Diese Geltungsdauer muss jedoch an die Verpflichtung geknüpft werden, einen Zwischenbericht vorzulegen, damit die Kommission prüfen kann, ob die Gründe für die steuerliche Ausnahmeregelung weiterhin gegeben sind und gegebenenfalls feststellen kann, ob die Laufzeit der Regelung oder die betroffenen Mengen angesichts der Entwicklung des gemeinschaftlichen Marktes für Rum revidiert werden sollten.

(14)

Die Entscheidung 2002/166/EG sollte aufgehoben werden.

(15)

Diese Entscheidung berührt nicht die etwaige Anwendung der Artikel 87 und 88 des Vertrags —

HAT FOLGENDE ENTSCHEIDUNG ERLASSEN:

Artikel 1

Abweichend von Artikel 90 des Vertrags wird Frankreich ermächtigt, auf in seinen überseeischen Departements hergestellten „traditionellen“ Rum im Gebiet des Mutterlandes weiterhin einen Verbrauchsteuersatz anzuwenden, der niedriger ist als der in Artikel 3 der Richtlinie 92/84/EWG festgelegte volle Verbrauchsteuersatz für Alkohol.

Artikel 2

Die Ausnahme nach Artikel 1 gilt nur für Rum im Sinne von Artikel 1 Absatz 4 Buchstabe a der Verordnung (EWG) Nr. 1576/89 des Rates vom 29. Mai 1989 zur Festlegung der allgemeinen Regeln für die Begriffsbestimmung, Bezeichnung und Aufmachung von Spirituosen (5), der in den französischen überseeischen Departements aus am Herstellungsort geerntetem Zuckerrohr hergestellt wird und einen Gehalt an anderen flüchtigen Bestandteilen als Ethylalkohol und Methanol von mindestens 225 g/hl reinen Alkohols sowie einen Alkoholgehalt von mindestens 40 % vol aufweist.

Artikel 3

(1)   Der ermäßigte Verbrauchsteuersatz für das in Artikel 2 genannte Erzeugnis gilt nur für ein Jahreskontingent von 108 000 hl reinen Alkohols.

(2)   Der ermäßigte Steuersatz kann niedriger sein als der Mindestverbrauchsteuersatz für Alkohol gemäß der Richtlinie 92/84/EWG, darf jedoch den normalen nationalen Verbrauchsteuersatz für Alkohol um nicht mehr als 50 % unterschreiten.

Artikel 4

Frankreich legt der Kommission bis zum 30. Juni 2010 einen Bericht vor, damit diese prüfen kann, ob die Gründe für die Steuerermäßigung weiterhin gegeben sind und ob das Kontingent in Anbetracht der Marktentwicklung gegebenenfalls angepasst werden muss.

Artikel 5

Diese Entscheidung gilt vom 1. Januar 2007 bis zum 31. Dezember 2012.

Artikel 6

(1)   Die Entscheidung 2002/166/EG des Rates vom 18. Februar 2002 wird aufgehoben.

(2)   Bezugnahmen auf die aufgehobene Entscheidung gelten als Bezugnahmen auf die vorliegende Entscheidung.

Artikel 7

Diese Entscheidung ist an die Französische Republik gerichtet.

Geschehen zu Luxemburg am 9. Oktober 2007.

Im Namen des Rates

Der Präsident

F. TEIXEIRA DOS SANTOS


(1)  Stellungnahme vom 25. September 2007 (noch nicht im Amtsblatt veröffentlicht).

(2)  ABl.
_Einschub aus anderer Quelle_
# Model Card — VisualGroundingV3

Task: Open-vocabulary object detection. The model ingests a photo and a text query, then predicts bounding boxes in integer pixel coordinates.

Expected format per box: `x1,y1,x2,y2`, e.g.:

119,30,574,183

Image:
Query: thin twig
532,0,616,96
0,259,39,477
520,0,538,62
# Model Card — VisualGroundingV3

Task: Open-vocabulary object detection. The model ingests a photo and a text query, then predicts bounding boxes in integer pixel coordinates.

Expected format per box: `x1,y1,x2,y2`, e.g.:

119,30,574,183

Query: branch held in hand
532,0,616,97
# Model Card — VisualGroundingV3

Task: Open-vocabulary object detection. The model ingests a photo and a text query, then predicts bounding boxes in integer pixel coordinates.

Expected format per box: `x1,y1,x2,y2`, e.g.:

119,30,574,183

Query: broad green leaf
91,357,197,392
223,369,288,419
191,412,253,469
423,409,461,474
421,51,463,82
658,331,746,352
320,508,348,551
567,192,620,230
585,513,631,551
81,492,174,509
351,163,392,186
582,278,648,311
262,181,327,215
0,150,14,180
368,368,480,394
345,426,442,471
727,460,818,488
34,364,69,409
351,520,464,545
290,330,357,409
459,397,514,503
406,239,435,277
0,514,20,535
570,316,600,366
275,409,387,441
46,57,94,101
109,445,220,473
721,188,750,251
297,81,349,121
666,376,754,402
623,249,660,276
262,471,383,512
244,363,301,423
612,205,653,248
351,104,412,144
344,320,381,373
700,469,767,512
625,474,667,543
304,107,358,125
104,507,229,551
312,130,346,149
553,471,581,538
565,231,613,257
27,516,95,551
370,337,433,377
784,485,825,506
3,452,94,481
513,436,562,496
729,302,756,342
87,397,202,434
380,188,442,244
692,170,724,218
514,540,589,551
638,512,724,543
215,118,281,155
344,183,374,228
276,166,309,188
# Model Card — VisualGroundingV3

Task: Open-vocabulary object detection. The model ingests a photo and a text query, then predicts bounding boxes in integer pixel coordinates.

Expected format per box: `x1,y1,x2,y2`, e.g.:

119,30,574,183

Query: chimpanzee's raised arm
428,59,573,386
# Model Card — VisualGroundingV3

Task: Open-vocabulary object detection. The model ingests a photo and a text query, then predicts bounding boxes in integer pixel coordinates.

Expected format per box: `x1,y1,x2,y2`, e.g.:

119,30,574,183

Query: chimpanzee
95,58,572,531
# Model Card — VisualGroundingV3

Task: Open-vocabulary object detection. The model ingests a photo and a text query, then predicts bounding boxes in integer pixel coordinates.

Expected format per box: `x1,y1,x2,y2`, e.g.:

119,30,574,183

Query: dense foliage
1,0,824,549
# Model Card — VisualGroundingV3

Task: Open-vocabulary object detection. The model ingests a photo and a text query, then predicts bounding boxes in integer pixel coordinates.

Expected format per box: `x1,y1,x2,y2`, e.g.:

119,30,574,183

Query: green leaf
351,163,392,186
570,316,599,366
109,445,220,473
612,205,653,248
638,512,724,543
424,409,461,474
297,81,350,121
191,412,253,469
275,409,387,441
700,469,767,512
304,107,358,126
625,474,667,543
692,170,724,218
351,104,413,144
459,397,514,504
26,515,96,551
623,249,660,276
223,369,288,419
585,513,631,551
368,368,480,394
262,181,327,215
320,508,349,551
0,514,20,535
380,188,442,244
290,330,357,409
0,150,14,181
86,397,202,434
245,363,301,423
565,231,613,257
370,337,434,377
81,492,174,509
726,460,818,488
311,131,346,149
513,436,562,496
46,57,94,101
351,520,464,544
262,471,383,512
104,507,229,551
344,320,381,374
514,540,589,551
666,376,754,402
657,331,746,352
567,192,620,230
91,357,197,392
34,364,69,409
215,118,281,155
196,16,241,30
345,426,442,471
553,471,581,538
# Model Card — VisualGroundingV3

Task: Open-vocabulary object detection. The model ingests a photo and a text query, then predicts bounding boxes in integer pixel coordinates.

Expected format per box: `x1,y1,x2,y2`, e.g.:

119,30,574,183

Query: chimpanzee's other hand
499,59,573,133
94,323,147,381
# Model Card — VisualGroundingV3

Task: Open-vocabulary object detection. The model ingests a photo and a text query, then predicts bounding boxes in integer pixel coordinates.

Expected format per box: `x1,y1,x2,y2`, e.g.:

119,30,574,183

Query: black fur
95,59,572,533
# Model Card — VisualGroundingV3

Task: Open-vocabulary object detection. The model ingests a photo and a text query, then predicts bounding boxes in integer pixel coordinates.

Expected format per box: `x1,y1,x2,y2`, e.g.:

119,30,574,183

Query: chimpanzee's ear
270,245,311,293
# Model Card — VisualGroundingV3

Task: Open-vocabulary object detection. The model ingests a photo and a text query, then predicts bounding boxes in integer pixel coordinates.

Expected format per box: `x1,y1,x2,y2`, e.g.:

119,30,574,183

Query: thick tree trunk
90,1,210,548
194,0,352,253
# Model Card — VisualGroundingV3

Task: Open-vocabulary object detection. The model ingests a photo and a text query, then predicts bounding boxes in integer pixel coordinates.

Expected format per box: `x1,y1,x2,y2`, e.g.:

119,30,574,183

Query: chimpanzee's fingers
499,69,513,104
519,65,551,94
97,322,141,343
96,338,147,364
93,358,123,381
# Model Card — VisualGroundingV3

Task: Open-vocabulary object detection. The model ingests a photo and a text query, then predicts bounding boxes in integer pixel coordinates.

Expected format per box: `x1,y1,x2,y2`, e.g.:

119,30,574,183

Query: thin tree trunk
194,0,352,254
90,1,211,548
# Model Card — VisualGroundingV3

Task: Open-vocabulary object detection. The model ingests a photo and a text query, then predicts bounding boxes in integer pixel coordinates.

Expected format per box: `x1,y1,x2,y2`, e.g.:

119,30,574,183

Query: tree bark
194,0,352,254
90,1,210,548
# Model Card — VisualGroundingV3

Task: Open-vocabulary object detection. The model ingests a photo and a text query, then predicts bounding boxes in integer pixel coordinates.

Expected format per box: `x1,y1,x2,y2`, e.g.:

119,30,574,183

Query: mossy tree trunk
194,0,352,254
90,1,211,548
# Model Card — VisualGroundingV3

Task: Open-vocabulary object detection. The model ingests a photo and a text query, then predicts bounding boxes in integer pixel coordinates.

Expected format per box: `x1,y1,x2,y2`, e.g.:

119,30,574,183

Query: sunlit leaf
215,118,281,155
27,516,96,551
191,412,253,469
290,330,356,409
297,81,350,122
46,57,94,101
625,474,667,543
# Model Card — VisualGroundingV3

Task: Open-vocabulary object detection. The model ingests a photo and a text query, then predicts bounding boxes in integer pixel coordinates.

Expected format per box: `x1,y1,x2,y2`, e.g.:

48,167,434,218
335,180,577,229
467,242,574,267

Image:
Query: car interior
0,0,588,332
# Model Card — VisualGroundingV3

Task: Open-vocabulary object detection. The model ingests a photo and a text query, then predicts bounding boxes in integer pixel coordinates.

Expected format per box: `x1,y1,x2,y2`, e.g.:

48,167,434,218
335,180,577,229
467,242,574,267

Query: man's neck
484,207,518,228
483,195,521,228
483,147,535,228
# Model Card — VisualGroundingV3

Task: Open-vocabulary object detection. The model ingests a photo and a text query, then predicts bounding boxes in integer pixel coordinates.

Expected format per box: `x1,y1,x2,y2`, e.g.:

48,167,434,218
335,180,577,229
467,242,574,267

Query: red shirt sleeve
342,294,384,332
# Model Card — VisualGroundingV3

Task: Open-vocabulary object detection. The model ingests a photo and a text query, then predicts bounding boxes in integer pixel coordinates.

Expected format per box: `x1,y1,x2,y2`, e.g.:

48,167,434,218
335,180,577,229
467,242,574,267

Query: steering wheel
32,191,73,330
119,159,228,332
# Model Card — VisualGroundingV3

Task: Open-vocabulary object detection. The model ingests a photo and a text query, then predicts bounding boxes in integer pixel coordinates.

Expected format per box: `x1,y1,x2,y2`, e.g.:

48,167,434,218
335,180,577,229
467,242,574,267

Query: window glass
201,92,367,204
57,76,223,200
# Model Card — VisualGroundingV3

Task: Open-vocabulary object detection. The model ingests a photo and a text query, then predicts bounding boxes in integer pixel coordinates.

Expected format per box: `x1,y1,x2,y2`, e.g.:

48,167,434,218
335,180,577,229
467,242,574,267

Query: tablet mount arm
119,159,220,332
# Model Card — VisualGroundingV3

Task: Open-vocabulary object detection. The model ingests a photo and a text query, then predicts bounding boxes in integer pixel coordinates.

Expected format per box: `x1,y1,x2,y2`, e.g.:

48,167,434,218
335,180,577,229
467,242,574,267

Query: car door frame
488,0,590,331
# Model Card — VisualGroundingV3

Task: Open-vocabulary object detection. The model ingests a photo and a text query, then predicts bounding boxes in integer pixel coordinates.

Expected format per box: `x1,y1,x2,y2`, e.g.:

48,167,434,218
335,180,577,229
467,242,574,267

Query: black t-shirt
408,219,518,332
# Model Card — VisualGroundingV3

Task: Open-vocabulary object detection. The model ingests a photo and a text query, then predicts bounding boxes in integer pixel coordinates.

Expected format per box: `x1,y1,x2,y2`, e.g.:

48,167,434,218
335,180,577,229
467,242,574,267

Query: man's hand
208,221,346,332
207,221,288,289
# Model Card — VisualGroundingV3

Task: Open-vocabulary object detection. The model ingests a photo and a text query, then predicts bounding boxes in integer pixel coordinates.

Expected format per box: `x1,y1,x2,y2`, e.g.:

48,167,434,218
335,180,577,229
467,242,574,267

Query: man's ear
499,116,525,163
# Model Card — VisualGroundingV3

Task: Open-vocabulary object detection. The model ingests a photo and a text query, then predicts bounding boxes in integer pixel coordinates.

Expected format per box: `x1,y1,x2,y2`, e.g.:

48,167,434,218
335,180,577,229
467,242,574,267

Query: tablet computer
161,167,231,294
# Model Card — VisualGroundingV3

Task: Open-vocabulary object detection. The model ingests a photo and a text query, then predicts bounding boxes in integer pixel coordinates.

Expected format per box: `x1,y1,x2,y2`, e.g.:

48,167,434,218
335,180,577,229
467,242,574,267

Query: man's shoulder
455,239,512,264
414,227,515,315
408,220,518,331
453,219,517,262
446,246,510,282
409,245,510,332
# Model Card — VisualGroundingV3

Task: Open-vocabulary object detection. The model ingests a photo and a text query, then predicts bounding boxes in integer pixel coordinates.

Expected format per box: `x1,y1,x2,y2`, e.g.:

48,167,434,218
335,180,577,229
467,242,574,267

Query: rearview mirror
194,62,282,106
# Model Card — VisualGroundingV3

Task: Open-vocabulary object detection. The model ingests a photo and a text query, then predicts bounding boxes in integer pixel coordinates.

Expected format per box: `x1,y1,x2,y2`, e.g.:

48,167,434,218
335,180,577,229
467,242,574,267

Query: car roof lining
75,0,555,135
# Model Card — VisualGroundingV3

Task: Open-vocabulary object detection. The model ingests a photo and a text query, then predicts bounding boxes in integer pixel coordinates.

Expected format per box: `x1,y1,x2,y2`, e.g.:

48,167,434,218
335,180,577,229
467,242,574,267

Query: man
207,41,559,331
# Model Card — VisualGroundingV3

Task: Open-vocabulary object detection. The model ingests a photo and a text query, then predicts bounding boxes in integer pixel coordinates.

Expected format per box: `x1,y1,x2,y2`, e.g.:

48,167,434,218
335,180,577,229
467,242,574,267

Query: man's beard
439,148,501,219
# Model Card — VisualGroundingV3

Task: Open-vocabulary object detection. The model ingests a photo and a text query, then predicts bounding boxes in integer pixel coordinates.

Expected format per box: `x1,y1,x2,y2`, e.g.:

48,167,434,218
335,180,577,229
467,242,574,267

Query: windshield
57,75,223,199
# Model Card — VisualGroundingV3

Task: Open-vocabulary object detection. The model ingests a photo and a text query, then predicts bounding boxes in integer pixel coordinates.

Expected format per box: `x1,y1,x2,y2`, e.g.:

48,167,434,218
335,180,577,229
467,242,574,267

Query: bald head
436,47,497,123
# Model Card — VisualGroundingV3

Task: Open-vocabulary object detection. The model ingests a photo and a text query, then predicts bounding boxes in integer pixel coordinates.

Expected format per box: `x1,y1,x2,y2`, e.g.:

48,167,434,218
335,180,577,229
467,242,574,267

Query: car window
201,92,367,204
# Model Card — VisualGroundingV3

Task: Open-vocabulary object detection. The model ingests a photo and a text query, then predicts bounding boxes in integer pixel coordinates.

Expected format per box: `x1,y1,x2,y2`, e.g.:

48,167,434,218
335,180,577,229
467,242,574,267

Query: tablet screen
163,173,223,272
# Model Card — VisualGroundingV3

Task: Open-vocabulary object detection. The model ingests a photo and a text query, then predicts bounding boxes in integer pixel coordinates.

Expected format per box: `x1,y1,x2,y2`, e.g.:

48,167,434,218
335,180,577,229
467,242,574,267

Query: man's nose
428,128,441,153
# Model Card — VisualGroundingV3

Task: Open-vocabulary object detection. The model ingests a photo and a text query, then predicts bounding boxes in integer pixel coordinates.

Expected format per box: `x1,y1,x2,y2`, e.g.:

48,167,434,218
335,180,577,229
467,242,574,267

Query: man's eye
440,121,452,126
L 55 vom 26.2.2002, S. 33.

(3)  ABl. L 316 vom 31.10.1992, S. 29.

(4)  ABl. L 42 vom 14.2.2006, S. 1. Verordnung geändert durch die Verordnung (EG) Nr. 2013/2006 (ABl. L 384 vom 29.12.2006, S. 13).

(5)  ABl. L 160 vom 12.6.1989, S. 1. Verordnung zuletzt geändert durch die Beitrittsakte von 2005.